Dijital çağ, içine aldıklarını hem bireysel hem toplumsal yanılsamaların içine atmıştır. Sanılanın aksine, aklını kullanarak kendini yöneten bireylerin sayısı gitgide azalmaktadır. Her şey kişinin elinin altındaysa, dilediği bilgiye kendisi erişiyorsa, dilediği tıklama ile dilediğini yapıyorsa bu, onda artık yetkin birey olduğu tasarımı oluşturur. O, kendini gerçek manada bir muhakemeye tabi tutamaz. Olduğundan çok fazla yetkin ve mütekâmil görür. Bu kişi temelsiz ve içi boş bir kendine güven tutumu içine girer. Bu noktada biz, hayatın içinde sınanmamış bireyselliklerden söz ediyoruz. Kişi her şeyi ret etmeyi başkaldırı ve özgürlüğün gereği olarak görüyorsa ortada bir yanılgı var demektir. Bu tavır, zihni darmadağın eden, ruhu sefalete düşüren bir iç durumdur. İyi uğruna, yani insaniliği yücelten değerler adına başkaldırmak erdemdir. Bu nedenle, başkaldırı, insani değerler adına olursa kazanımdır.
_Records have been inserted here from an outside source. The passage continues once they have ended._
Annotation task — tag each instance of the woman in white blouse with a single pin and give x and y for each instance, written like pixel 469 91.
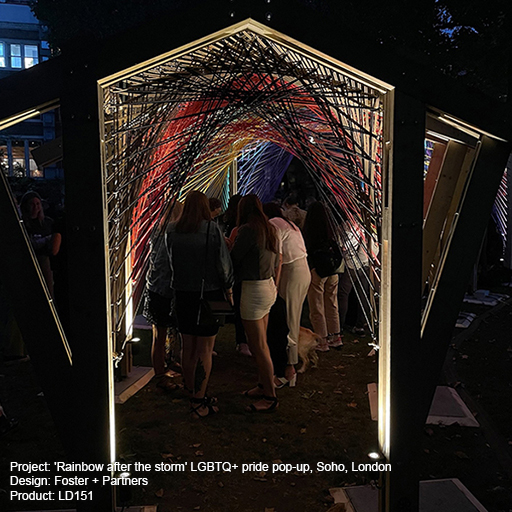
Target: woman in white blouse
pixel 294 283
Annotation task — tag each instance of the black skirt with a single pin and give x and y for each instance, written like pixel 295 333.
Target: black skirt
pixel 187 308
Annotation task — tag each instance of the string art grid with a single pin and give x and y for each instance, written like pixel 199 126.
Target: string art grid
pixel 180 126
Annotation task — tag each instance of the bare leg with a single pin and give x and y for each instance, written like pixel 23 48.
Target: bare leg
pixel 198 374
pixel 158 349
pixel 189 360
pixel 204 348
pixel 256 331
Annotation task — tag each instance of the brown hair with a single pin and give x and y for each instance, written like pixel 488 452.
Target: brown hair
pixel 250 212
pixel 171 213
pixel 273 210
pixel 195 210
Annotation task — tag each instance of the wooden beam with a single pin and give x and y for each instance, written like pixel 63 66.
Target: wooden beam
pixel 36 88
pixel 441 201
pixel 36 317
pixel 89 319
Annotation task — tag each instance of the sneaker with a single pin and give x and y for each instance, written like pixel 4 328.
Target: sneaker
pixel 335 342
pixel 359 331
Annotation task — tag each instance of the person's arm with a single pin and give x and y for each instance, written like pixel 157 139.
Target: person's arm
pixel 223 259
pixel 243 243
pixel 278 269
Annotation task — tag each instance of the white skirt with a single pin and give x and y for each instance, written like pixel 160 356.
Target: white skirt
pixel 257 298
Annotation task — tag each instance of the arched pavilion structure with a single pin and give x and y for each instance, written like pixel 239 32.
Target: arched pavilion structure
pixel 412 160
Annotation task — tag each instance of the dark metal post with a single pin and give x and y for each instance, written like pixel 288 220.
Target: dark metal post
pixel 461 253
pixel 36 317
pixel 399 425
pixel 89 331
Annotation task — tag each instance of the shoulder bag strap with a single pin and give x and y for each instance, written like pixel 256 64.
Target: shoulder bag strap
pixel 205 258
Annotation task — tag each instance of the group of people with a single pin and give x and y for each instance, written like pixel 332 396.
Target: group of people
pixel 255 257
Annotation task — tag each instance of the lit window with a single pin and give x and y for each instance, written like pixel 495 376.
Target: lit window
pixel 15 55
pixel 31 58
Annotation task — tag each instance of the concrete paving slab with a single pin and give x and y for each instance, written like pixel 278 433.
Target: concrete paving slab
pixel 138 378
pixel 447 407
pixel 447 495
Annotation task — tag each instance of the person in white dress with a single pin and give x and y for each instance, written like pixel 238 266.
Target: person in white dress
pixel 294 284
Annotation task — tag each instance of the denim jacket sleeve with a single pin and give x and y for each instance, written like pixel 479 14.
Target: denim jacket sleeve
pixel 223 259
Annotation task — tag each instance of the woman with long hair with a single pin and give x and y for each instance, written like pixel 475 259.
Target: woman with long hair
pixel 198 252
pixel 322 293
pixel 40 229
pixel 158 303
pixel 256 263
pixel 293 286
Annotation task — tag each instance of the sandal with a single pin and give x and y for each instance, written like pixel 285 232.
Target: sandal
pixel 256 392
pixel 202 403
pixel 273 406
pixel 211 400
pixel 281 382
pixel 167 384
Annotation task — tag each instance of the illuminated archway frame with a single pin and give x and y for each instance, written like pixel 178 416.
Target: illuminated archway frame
pixel 176 123
pixel 118 121
pixel 147 136
pixel 408 386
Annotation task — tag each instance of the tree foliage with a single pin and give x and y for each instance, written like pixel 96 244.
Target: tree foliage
pixel 468 39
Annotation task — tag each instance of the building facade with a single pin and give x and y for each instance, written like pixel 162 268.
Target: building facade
pixel 23 45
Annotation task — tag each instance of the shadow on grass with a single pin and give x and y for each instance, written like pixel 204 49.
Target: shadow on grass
pixel 325 418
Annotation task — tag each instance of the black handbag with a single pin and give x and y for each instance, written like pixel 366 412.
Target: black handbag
pixel 211 312
pixel 327 259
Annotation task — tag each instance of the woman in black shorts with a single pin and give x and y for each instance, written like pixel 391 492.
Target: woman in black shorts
pixel 158 304
pixel 186 243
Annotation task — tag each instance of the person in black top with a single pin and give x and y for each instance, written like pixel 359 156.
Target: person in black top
pixel 44 240
pixel 256 264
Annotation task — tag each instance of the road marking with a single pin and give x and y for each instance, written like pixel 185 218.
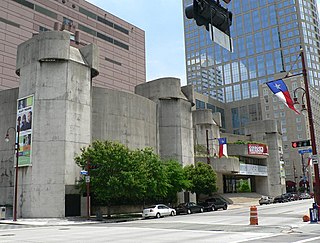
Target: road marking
pixel 307 240
pixel 257 238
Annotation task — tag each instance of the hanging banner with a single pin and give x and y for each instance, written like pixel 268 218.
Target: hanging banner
pixel 24 114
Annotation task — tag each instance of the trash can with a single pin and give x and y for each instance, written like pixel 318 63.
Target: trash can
pixel 2 212
pixel 313 215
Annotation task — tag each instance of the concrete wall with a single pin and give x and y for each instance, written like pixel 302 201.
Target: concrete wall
pixel 268 131
pixel 174 117
pixel 60 80
pixel 8 115
pixel 124 117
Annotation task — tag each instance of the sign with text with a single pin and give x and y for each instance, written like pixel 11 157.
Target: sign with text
pixel 24 114
pixel 257 149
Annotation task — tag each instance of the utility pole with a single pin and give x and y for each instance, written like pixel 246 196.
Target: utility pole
pixel 88 188
pixel 208 150
pixel 312 134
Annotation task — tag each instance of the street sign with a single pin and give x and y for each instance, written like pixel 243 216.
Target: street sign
pixel 83 172
pixel 314 158
pixel 304 151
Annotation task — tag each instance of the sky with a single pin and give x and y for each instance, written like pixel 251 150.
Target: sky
pixel 162 22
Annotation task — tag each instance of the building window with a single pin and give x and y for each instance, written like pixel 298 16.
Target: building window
pixel 67 21
pixel 200 104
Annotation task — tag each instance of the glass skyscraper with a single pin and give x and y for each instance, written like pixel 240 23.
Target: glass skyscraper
pixel 267 37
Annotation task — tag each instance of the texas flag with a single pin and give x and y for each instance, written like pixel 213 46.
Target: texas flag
pixel 279 88
pixel 222 147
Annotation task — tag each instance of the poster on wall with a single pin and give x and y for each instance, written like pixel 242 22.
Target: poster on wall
pixel 24 114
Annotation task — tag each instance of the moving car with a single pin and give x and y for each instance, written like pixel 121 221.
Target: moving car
pixel 189 208
pixel 213 204
pixel 265 200
pixel 157 211
pixel 281 199
pixel 291 196
pixel 304 195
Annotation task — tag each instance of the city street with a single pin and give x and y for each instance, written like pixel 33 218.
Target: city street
pixel 277 223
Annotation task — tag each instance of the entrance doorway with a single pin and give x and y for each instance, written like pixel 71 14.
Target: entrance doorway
pixel 238 183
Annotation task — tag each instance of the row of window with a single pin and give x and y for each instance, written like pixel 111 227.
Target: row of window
pixel 80 26
pixel 6 21
pixel 102 20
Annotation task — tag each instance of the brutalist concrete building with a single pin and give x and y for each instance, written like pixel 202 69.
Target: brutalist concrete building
pixel 69 113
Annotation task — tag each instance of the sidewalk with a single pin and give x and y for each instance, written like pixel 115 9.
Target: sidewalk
pixel 64 221
pixel 49 221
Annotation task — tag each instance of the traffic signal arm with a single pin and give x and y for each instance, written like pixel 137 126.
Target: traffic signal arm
pixel 304 143
pixel 206 12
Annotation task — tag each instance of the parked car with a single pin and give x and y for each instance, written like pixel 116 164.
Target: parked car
pixel 291 196
pixel 281 199
pixel 265 200
pixel 304 195
pixel 213 204
pixel 189 208
pixel 157 211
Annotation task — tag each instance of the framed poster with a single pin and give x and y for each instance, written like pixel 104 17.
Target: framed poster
pixel 24 115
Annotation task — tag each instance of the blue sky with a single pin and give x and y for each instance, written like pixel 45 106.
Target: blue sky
pixel 162 22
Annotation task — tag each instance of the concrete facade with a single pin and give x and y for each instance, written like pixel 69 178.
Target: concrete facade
pixel 69 113
pixel 121 44
pixel 60 79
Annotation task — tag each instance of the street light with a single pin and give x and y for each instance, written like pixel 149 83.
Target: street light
pixel 17 148
pixel 311 127
pixel 296 103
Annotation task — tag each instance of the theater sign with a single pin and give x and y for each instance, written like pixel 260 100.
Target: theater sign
pixel 258 150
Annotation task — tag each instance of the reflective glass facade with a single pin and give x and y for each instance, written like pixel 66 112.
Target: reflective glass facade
pixel 267 37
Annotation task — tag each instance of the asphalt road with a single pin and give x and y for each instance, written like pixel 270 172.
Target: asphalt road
pixel 277 223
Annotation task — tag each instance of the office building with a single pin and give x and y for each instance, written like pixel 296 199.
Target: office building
pixel 267 38
pixel 121 44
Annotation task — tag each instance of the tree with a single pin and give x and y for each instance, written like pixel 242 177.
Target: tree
pixel 202 177
pixel 123 175
pixel 151 176
pixel 109 179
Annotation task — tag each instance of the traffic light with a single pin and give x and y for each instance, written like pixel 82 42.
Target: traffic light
pixel 304 143
pixel 206 12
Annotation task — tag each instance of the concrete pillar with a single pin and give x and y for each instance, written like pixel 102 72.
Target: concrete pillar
pixel 59 78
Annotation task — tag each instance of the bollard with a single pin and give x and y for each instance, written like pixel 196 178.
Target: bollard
pixel 253 215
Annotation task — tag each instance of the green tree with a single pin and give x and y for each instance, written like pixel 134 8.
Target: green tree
pixel 151 175
pixel 113 170
pixel 123 175
pixel 203 179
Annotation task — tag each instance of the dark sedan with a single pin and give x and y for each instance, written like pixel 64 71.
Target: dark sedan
pixel 281 199
pixel 213 204
pixel 188 208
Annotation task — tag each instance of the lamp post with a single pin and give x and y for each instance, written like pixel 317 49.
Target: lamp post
pixel 17 148
pixel 208 149
pixel 311 127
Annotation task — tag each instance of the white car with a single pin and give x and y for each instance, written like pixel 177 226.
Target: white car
pixel 157 211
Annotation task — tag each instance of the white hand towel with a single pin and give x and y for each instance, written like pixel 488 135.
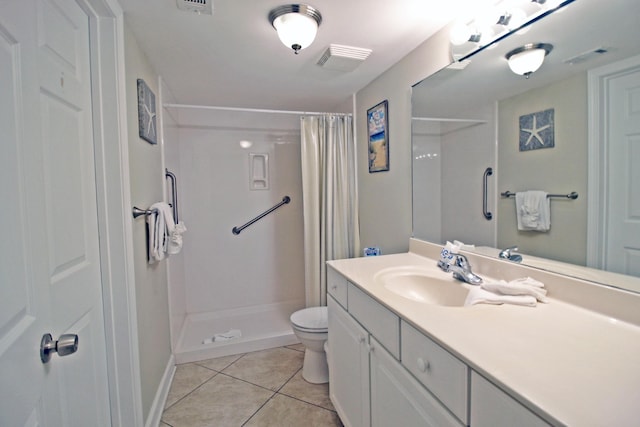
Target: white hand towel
pixel 480 296
pixel 533 211
pixel 161 226
pixel 175 239
pixel 516 289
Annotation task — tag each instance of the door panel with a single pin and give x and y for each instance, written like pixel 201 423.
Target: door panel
pixel 49 259
pixel 23 308
pixel 623 215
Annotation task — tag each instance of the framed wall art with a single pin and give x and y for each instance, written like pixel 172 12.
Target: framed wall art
pixel 147 113
pixel 378 131
pixel 537 130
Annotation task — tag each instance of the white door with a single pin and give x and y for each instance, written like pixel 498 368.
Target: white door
pixel 623 213
pixel 49 257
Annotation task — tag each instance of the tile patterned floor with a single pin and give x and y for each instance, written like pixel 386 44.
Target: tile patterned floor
pixel 263 388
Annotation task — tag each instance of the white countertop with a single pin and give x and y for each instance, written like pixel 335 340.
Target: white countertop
pixel 570 365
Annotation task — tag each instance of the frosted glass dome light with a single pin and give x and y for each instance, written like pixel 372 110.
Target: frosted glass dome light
pixel 527 59
pixel 296 24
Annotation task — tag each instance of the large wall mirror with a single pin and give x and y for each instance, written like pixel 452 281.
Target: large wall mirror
pixel 571 126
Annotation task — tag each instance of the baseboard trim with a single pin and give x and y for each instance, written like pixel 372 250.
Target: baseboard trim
pixel 155 413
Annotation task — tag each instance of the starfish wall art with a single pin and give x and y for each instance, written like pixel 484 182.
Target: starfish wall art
pixel 537 130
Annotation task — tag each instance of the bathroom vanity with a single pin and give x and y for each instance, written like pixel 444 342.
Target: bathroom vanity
pixel 397 357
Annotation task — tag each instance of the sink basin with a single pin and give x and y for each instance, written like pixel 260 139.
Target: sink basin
pixel 423 285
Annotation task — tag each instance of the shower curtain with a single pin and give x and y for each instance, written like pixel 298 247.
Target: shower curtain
pixel 331 229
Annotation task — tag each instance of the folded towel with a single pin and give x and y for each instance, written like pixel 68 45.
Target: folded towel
pixel 533 211
pixel 165 237
pixel 157 228
pixel 516 289
pixel 481 296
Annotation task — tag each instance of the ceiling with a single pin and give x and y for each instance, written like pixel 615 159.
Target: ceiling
pixel 234 58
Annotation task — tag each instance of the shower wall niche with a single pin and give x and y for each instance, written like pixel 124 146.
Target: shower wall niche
pixel 234 293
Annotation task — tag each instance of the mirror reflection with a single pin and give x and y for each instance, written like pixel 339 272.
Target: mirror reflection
pixel 571 126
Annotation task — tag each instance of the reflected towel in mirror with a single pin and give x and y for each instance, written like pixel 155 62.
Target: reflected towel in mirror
pixel 533 211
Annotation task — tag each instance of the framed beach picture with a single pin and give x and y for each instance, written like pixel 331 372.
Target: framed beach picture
pixel 146 113
pixel 378 131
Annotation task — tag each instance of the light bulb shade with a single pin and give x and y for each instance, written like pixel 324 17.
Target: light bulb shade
pixel 295 29
pixel 528 58
pixel 296 24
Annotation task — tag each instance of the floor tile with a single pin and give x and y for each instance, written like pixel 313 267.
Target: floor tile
pixel 317 394
pixel 186 378
pixel 284 411
pixel 267 368
pixel 219 363
pixel 222 401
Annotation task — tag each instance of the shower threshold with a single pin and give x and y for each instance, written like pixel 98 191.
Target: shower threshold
pixel 238 331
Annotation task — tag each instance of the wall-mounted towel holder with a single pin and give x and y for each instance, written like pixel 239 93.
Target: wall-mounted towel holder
pixel 139 212
pixel 573 195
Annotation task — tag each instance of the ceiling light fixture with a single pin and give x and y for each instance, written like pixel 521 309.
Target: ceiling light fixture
pixel 526 59
pixel 296 24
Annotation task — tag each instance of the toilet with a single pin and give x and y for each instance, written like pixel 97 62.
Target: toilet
pixel 310 326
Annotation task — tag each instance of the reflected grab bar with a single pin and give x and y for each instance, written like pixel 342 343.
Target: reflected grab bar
pixel 237 230
pixel 573 195
pixel 174 193
pixel 487 173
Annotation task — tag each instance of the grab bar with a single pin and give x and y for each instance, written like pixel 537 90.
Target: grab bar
pixel 487 173
pixel 573 195
pixel 237 230
pixel 174 193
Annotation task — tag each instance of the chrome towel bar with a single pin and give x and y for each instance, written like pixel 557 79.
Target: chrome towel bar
pixel 174 193
pixel 573 195
pixel 237 230
pixel 485 211
pixel 139 212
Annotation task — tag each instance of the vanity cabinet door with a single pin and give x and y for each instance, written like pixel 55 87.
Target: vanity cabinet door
pixel 348 367
pixel 337 286
pixel 398 399
pixel 491 407
pixel 441 372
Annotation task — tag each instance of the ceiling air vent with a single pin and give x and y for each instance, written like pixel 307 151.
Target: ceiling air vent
pixel 199 6
pixel 343 58
pixel 586 56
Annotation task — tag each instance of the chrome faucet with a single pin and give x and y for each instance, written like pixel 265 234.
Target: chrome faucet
pixel 461 269
pixel 506 254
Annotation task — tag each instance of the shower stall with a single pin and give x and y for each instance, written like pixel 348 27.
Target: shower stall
pixel 234 292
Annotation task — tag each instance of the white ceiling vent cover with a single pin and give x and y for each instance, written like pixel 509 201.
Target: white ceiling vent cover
pixel 343 58
pixel 588 55
pixel 199 6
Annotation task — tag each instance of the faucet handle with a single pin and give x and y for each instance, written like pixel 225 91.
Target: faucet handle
pixel 506 253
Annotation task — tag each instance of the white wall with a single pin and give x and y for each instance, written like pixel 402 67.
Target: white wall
pixel 466 153
pixel 263 264
pixel 146 174
pixel 175 264
pixel 560 169
pixel 385 197
pixel 426 188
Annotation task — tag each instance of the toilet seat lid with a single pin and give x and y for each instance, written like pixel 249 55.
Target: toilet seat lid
pixel 312 318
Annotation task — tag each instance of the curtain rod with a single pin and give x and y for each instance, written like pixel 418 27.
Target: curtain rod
pixel 249 110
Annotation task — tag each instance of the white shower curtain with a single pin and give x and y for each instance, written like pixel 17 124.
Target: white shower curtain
pixel 330 205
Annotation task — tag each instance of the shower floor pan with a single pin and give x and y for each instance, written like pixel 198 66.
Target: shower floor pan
pixel 260 328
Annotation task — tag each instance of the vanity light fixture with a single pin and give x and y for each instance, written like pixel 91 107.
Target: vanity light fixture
pixel 526 59
pixel 496 21
pixel 296 24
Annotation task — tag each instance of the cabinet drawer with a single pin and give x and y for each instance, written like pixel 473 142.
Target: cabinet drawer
pixel 337 286
pixel 491 407
pixel 437 369
pixel 381 322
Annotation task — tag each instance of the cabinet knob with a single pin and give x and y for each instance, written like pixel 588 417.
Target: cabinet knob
pixel 423 365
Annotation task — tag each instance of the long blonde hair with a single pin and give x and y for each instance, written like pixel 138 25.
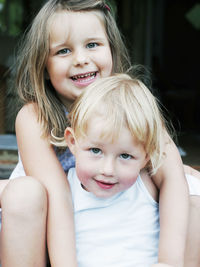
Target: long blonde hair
pixel 126 101
pixel 34 50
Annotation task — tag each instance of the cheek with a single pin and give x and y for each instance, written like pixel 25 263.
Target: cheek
pixel 84 172
pixel 128 178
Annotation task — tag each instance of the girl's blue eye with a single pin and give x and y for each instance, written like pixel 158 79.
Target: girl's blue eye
pixel 64 51
pixel 92 45
pixel 95 150
pixel 125 156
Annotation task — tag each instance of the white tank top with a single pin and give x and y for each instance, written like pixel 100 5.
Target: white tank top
pixel 122 231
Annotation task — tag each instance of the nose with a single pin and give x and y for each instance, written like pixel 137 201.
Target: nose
pixel 81 58
pixel 107 167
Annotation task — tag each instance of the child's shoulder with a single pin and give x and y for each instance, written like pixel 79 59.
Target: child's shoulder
pixel 27 117
pixel 149 184
pixel 27 111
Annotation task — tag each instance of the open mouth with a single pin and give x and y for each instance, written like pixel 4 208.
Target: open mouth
pixel 84 77
pixel 104 185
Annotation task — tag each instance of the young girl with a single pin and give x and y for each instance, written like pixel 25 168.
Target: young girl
pixel 116 138
pixel 69 45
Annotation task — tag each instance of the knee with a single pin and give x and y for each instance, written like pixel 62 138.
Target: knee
pixel 23 197
pixel 195 203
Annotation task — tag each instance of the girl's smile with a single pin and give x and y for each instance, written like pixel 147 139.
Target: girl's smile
pixel 79 52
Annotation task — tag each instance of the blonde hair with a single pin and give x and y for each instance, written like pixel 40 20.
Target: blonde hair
pixel 125 101
pixel 31 62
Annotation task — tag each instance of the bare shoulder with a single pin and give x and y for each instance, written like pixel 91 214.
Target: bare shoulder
pixel 151 187
pixel 26 112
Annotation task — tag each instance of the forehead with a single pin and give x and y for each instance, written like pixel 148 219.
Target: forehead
pixel 67 25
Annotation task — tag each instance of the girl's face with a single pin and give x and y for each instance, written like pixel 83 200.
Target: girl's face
pixel 79 53
pixel 105 167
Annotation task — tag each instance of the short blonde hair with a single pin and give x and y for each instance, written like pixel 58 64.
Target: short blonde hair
pixel 125 101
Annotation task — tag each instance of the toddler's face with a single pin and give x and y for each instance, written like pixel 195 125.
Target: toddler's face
pixel 79 53
pixel 106 167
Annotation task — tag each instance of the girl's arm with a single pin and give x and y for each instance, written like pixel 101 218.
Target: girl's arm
pixel 173 206
pixel 39 161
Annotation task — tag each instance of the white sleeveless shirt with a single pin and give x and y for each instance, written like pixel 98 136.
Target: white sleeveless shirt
pixel 121 231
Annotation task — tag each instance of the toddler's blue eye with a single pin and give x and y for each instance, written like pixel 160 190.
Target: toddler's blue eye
pixel 64 51
pixel 92 45
pixel 125 156
pixel 95 150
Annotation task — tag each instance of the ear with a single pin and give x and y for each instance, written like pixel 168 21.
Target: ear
pixel 70 139
pixel 46 74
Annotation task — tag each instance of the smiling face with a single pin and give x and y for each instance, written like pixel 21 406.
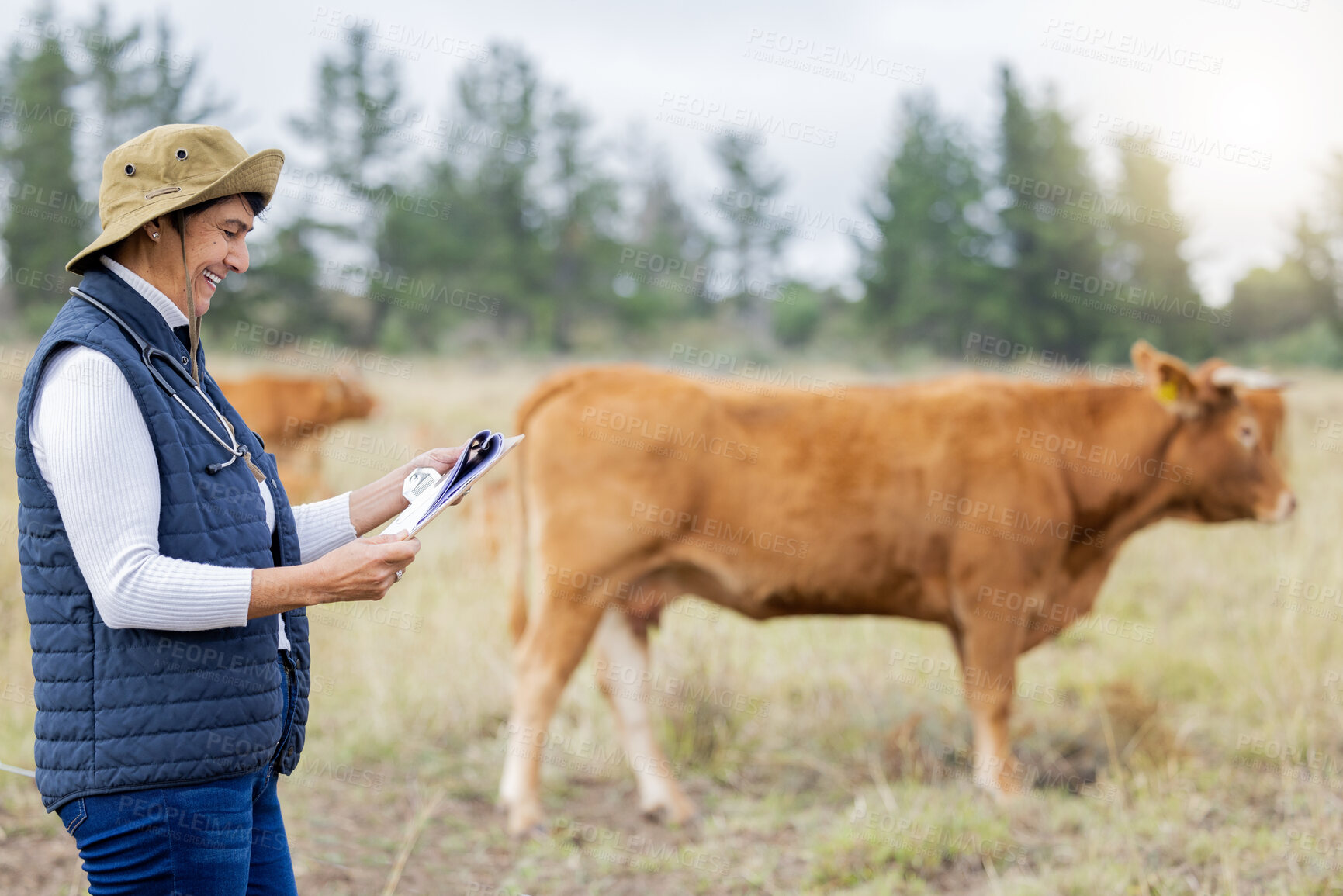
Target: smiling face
pixel 1227 441
pixel 215 244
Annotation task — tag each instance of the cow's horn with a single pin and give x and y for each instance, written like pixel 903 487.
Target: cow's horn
pixel 1249 379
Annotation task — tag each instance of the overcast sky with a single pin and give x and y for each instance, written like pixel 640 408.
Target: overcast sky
pixel 1244 95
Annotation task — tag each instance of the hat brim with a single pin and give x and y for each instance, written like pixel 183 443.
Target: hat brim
pixel 258 174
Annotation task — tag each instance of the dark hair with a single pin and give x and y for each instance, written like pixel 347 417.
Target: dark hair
pixel 254 200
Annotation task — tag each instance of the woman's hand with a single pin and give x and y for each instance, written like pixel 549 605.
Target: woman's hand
pixel 382 499
pixel 362 570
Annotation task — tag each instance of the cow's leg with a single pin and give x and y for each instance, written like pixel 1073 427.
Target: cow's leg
pixel 622 649
pixel 545 659
pixel 988 664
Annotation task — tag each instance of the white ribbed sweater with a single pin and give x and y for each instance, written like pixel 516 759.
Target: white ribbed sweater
pixel 93 449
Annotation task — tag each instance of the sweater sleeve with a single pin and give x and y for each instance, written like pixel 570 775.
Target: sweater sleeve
pixel 323 525
pixel 95 451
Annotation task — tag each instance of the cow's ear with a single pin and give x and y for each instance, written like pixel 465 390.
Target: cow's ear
pixel 1168 379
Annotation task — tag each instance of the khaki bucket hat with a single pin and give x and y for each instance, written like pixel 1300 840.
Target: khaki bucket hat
pixel 172 167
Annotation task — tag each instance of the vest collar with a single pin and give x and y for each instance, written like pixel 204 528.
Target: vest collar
pixel 137 310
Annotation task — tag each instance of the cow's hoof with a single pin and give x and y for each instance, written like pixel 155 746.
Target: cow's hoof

Evet, başkaldırmak gerekir. Ama dijital dünyanın egemenlerine, bu dünyayı sevk ve idare edenlere, bu dünyada insan zihnine suikast düzenleyenlere başkaldırmak lazımdır. Bunun için öncelikle dijital dünyayı doğru kavramak, dijital teknolojinin doğasını ve yapısını doğru değerlendirmek gerekir. Şayet bir sorun varsa çözüme giden yol, olup biteni asıl temelleriyle kavrayıp gerçek nedenleri bilmek ve gereğini yapmaktan geçer. Bu, akılcı olmayı, aklını kullanmayı gerektirir. Ancak kendinin ve düzeyinin farkında olan, ne yapıp ne yapamayacağını bilen bir kişi “aklını kullanır.” Bütün bunların yolu da bilinci insani değerlerle dolduran tefekkürden geçer.